The INA made rapid initial advances toward India from Burma and was knocking on the Indian door from its north-eastern border. Last battles were fought in the areas of Nagaland and Manipur states of today’s India. INA had reached in the outskirts of Dimapur, Kohima and Imphal when the Japanese army and the INA suffered conclusive defeat in July 1944 at the hands of the British army and the Japanese retreat began. By May 1945 Subhash Bose and his Provisional Government officers were evacuated from Burma to Saigon in Vietnam where the Japanese army was holed up. In the hope of taking refuge in the Soviet Union, Subhash Bose, together with his trusted assistant and friend Col Habibur Rehman, boarded a military plane heading for Manchuria, in the north east of China. The plane was, however, reportedly crashed after refueling in Formosa (now Taiwan) on 18 August, 1945. Bose couldn’t take his trusted colleagues S.A. Ayer, Col Pritam Singh, Devnath Das, Col Gulzara Singh, and Maj. Abid Hussain with him due to limited space in the plane. Only Col. Habibur Rehman accompanied him for the journey (21). Subhash Bose died in the crash, though, giving rise to many wishful tales and ‘rumours’ of him being alive and soon returning to India with a victorious army. There are also some ‘reports’ that he reached Soviet Union and died in Siberia after his arrest. After the fall of Rangoon, INA officers and Provisional government officials were taken prisoner and tried at the Red Fort, Delhi for treason in Nov 1945. Maj. General Shahnawaz Khan, Gurubaksh Singh Dhillon, and Col Prem Kumar Sehgal were sentenced to death by hanging but after a public outcry their sentence was changed to life imprisonment. Congress, CPI, and Muslim League came out on streets claiming credit for the INA nationalists, conveniently forgetting their earlier policies of mild opposition or ignoring the INA efforts during its advances in Burma or their active condemnation of INA as was the case with CPI. In the twilight of its rule in India and confronted with strong public pressure and Congress’ demand, the British government finally released the principal accused in Jan 1946 (22).

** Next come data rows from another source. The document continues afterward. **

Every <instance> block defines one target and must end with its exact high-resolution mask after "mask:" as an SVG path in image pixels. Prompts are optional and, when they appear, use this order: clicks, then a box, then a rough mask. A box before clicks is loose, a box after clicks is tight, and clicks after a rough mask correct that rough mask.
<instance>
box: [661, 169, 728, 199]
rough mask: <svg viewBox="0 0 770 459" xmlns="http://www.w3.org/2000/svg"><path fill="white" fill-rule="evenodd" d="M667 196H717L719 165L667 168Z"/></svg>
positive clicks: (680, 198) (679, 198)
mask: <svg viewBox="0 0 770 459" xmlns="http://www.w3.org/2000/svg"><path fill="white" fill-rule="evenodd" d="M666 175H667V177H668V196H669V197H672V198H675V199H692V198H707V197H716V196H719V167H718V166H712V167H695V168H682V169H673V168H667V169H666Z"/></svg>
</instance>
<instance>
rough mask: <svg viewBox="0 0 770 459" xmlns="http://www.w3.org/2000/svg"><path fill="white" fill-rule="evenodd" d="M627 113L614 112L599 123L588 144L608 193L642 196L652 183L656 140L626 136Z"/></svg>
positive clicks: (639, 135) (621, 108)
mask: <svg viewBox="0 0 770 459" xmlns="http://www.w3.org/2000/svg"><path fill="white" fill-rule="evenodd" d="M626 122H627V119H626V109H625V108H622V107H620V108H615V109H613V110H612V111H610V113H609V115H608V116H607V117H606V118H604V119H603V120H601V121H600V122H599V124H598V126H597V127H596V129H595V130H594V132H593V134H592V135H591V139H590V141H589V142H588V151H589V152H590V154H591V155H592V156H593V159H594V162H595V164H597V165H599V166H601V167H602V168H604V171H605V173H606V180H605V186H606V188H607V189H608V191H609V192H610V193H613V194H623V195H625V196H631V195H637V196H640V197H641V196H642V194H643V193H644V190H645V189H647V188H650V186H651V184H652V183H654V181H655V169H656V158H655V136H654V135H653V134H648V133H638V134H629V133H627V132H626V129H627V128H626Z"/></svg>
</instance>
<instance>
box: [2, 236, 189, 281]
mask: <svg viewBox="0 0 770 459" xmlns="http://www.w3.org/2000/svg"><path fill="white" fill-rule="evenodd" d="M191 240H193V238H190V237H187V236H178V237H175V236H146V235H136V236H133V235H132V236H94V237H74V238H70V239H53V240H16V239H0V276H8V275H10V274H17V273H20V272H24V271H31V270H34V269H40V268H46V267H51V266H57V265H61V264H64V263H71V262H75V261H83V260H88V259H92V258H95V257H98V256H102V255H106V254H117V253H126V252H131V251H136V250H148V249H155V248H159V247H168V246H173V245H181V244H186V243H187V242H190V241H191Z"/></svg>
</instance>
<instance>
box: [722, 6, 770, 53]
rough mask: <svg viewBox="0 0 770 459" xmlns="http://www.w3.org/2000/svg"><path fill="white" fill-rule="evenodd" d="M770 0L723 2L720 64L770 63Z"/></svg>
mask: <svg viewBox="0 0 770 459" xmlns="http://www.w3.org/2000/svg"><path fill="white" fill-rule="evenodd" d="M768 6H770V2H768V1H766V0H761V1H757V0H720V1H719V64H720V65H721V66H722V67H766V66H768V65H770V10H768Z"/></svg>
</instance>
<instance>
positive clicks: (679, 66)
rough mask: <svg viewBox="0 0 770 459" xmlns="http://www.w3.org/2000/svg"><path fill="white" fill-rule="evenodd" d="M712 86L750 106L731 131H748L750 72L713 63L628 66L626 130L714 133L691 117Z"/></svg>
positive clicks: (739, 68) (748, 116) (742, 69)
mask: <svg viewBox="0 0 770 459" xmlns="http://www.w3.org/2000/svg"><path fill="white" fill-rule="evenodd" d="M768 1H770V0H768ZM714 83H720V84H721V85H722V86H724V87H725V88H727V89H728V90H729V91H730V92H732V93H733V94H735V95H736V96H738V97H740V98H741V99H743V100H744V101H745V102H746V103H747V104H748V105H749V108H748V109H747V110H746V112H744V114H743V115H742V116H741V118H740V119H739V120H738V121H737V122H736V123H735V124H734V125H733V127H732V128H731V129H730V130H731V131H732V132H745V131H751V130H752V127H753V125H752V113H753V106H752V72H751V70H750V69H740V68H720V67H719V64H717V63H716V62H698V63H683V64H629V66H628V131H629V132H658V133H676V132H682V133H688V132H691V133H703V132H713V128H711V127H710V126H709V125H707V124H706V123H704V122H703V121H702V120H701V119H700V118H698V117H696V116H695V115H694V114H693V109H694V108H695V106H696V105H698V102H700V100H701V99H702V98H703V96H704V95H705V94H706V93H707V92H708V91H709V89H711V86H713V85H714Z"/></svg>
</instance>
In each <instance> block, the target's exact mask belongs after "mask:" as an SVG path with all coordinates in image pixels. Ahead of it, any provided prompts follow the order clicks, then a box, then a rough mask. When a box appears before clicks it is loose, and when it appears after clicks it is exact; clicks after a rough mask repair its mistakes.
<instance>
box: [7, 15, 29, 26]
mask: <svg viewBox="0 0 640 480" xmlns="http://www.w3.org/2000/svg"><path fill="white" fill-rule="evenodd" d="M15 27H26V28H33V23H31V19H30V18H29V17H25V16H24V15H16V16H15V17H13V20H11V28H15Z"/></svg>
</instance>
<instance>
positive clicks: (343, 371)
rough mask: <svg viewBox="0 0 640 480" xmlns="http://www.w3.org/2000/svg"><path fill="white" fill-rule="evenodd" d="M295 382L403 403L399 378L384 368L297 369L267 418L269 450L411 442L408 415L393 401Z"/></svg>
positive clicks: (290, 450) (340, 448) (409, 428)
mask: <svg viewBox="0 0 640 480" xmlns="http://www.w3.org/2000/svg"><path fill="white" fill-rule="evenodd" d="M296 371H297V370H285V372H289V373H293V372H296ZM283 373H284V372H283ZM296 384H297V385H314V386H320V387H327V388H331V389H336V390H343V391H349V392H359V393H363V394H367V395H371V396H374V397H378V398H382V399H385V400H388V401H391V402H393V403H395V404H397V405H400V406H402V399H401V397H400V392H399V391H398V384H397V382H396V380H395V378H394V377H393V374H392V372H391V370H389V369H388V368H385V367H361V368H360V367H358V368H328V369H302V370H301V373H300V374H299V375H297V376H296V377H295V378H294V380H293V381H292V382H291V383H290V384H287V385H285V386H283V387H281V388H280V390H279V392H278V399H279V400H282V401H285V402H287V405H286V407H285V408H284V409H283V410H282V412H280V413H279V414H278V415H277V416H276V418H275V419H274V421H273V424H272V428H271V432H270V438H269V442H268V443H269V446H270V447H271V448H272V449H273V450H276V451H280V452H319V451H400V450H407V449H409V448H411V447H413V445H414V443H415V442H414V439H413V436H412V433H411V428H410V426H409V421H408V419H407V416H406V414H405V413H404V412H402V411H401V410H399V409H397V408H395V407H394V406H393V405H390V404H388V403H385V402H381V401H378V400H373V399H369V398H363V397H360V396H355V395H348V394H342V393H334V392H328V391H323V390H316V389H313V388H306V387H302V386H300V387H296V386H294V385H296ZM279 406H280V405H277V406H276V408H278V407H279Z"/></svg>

The shadows of CPI’s ‘People’s War’ policy’ and its opposition to ‘Quit India’ movement, however, were long. By the end of 1944 when the world war was entering its closing rounds, the British under pressure from Americans slowly relented their iron-hand grip on Indian political activities. Although, the Congress was still under a formal ban but its workers were now relatively free to re-organize themselves. As more and more Congress leaders started coming out of jails, infuriated with CPI’s opposition to the Quit India movement the Congress proceeded to set up its own Kisan Sabhas, trade union organizations and students associations, clearly demarcating themselves from the Communists. CPI tried to recover its position by vigorously participating in Congress Workers’ Councils being formed in the districts. CPI faced humiliation when communist workers, led by G. Adhikari, seeking to attend Congress’ National Kisan Conference in Ludhiana in March 1945 were refused entry by the angry Congress workers. CPI, however, supported Congress in the Assembly by-elections from Rohtak and Lahore in May and kept postponing their own plans for participating in 1945-1946 central and provincial assembly elections. But the breach was almost complete. With the transfer of power by the British to a united or divided India almost assured, the utility of Communists for the big Indian bourgeoisie and right-wing Congress leaders was finished. By its actions, CPI had provided an excellent opportunity for them to cut the communists off at the time when the fruits of independence were near. In October 1945, Congress suspended 14 Communist members of its provincial committee and allowed its other committees to take disciplinary action against all those who had defied Congress instructions during the movement and collaborated with British government. The CPI lost all seats contested by it in the central assembly elections held in December 1945, and won only eight seats in the provincial elections held in January 1946.

Notes

20. Sugata Bose, His Majesty’s Opponent: Subash Chandra Bose and India’s Struggle Against Empire, Harvard College, 2011,  pp. 191-198.
21. Joyce C. Lebra, The Indian National Army and Japan, Institute of South Asian Studies, Singapore, 2008, pp. 195-197.
22. All three principal accused joined Indian Congress after their release. Dr. Lakshmi went on to marry the co-accused Maj. Prem Kumar Sehgal in 1947 in Lahore shortly before Pakistan was established and joined CPI. She joined CPI-Marxist faction in party’s split in 1971 and from its platform was elected Lok Sabha member from Kanpur where she lived. She was a joint candidate of the left alliance in 2002 for Indian presidential election against APJ Abdul Kalam. Her daughter Subhashni is a central committee member of the CPI-Marxist and married film maker Muzaffar Ali. Shahnawaz Khan was elected to the parliament from Meerut and held many ministerial positions during 1952-77. Col M.Z. Kiani migrated to Pakistan and subsequently played important role in 1948 Kashmir War together with Gen Akbar Khan who was later involved in the Rawalpindi Conspiracy Case in 1951.